Eisai’s partner BioArctic reported that the company plans to launch the Leqembi Iqlik starting dose in the U.S. in late August 2026, following the FDA approval. The maintenance-dose formulation was launched on October 6, 2025, after the August 29, 2025 FDA approval, according to Eisai. Company communications stress that the subcutaneous autoinjector option may increase convenience and flexibility for patients and care partners by providing an at-home weekly injection alternative to infusion-center IV therapy, potentially reducing logistical burdens associated with regular IV infusions.

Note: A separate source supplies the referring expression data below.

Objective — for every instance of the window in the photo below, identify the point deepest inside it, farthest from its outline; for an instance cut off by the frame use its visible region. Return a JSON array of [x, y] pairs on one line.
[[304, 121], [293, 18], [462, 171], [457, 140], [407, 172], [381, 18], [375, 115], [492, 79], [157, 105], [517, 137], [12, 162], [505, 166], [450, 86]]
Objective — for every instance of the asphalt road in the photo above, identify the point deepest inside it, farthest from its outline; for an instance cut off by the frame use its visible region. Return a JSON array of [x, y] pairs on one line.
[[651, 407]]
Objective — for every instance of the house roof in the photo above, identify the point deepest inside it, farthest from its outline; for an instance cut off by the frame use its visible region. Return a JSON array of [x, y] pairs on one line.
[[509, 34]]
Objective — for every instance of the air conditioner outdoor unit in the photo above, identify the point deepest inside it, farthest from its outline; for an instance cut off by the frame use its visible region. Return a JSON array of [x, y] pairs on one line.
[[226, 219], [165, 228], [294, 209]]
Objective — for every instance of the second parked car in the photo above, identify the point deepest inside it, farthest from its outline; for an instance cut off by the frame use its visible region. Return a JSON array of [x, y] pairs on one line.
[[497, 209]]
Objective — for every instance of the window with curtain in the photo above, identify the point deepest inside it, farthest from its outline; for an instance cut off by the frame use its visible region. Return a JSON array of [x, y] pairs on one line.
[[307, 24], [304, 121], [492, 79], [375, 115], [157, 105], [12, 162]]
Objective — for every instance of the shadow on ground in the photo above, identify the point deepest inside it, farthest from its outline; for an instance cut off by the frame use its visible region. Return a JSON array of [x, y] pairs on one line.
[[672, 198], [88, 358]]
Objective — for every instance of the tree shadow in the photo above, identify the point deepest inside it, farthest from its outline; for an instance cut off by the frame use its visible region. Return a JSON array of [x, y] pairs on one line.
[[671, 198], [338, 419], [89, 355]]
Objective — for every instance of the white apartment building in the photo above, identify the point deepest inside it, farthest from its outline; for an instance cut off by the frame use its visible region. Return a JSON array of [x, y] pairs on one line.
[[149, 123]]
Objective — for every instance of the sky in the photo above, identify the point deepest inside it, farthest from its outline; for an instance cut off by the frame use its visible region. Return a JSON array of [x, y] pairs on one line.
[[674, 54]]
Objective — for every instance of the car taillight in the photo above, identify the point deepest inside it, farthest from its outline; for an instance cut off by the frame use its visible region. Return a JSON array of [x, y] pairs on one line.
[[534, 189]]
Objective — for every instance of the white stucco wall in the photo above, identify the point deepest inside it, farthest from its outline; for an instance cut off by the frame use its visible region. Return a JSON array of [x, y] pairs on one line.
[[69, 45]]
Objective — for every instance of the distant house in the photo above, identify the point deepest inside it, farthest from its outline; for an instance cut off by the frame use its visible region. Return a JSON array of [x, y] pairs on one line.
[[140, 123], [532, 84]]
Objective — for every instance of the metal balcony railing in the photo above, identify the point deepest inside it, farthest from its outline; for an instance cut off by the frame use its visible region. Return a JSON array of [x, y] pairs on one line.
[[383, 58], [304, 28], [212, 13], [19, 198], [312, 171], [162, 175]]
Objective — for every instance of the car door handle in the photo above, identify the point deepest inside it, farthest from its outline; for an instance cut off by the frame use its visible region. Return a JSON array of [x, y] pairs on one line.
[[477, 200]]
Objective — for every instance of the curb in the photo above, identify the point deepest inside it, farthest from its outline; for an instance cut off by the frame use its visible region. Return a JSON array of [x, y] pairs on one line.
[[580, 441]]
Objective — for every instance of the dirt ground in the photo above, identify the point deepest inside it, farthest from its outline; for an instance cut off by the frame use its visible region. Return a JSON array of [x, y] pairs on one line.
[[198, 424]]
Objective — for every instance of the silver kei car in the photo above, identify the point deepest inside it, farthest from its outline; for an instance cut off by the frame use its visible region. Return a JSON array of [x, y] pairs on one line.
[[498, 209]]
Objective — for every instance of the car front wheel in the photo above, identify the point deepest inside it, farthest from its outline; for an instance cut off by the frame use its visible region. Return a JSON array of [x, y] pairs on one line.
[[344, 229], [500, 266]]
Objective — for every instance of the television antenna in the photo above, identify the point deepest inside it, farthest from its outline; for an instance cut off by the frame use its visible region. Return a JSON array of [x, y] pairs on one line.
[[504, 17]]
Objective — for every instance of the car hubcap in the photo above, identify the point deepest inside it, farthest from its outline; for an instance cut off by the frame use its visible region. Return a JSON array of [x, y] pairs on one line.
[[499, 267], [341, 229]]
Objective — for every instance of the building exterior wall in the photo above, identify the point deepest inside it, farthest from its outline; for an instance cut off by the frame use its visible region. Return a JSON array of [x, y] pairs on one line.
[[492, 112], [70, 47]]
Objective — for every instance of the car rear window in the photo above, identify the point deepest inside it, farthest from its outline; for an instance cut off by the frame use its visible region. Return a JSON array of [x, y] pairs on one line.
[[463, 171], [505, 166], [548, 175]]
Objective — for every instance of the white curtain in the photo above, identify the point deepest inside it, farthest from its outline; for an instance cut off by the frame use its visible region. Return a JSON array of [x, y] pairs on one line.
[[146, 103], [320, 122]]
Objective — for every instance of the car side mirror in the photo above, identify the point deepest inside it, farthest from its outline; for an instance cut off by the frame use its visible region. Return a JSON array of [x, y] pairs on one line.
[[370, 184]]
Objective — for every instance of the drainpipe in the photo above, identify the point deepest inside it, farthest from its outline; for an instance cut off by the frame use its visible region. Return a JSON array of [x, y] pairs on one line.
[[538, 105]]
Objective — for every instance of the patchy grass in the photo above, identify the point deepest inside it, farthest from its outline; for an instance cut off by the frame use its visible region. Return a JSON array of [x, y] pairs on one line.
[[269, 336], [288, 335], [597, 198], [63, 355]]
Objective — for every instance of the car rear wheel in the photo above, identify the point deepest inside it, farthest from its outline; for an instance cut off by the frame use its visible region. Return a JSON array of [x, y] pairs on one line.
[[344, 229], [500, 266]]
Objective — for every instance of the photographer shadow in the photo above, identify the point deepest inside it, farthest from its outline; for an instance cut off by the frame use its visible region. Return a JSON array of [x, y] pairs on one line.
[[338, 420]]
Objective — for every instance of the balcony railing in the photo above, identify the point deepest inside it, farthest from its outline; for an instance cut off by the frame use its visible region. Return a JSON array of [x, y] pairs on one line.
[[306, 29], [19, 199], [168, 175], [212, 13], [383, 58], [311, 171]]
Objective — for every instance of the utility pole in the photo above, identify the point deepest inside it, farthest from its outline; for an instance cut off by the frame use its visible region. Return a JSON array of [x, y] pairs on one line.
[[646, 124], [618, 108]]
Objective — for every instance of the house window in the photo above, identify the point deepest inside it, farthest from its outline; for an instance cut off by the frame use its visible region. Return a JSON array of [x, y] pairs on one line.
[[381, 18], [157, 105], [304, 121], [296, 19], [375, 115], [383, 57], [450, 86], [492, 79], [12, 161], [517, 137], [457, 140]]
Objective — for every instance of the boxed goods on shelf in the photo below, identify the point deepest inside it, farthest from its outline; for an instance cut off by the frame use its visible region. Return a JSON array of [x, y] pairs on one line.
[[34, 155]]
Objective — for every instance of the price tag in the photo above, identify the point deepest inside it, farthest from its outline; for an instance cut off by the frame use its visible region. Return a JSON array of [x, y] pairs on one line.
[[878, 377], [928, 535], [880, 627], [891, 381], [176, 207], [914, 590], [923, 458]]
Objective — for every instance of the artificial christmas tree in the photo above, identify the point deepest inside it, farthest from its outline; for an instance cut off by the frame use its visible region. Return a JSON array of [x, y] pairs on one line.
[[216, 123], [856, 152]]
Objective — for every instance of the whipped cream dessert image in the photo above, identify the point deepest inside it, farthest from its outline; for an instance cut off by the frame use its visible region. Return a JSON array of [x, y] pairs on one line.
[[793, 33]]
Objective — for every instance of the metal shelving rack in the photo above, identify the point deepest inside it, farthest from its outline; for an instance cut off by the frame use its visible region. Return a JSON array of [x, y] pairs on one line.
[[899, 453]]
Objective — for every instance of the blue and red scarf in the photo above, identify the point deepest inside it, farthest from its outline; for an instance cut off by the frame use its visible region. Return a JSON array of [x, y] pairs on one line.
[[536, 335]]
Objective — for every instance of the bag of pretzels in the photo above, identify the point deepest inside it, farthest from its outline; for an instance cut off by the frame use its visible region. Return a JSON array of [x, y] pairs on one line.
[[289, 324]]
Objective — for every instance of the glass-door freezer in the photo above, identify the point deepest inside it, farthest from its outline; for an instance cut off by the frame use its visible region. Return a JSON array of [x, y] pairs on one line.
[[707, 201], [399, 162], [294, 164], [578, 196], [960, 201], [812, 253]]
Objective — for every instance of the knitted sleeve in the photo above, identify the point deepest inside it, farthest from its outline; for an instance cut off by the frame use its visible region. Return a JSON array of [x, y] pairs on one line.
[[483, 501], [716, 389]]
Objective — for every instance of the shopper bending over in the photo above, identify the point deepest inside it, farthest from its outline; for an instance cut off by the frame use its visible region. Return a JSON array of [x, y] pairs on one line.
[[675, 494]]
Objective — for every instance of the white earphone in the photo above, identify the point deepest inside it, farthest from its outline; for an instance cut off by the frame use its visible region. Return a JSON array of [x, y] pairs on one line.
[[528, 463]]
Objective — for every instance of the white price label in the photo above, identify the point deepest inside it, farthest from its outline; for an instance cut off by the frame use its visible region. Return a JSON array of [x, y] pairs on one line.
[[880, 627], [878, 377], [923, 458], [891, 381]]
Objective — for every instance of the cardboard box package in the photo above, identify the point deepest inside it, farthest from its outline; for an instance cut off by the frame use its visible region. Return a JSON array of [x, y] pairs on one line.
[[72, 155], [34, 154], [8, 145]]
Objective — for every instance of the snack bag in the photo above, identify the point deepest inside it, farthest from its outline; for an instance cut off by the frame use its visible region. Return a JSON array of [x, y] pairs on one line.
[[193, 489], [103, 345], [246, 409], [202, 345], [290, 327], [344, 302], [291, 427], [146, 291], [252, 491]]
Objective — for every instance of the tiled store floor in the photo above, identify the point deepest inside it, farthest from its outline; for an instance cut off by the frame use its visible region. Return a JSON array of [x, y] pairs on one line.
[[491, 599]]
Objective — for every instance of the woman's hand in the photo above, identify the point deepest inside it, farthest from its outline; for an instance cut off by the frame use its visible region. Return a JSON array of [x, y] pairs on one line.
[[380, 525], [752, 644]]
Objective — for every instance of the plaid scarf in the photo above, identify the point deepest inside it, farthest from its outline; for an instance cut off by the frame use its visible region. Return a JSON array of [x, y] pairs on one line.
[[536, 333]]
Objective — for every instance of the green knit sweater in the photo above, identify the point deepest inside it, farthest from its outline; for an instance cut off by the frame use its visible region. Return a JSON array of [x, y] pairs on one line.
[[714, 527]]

With the new starting-dose approval, Leqembi now supports a fully integrated IV and subcutaneous treatment pathway, enabling initiation and continuation of therapy either by infusion or autoinjector, with the option to switch between routes over time. This integrated approach aims to provide patients with early Alzheimer’s disease greater flexibility in managing their treatment regimen.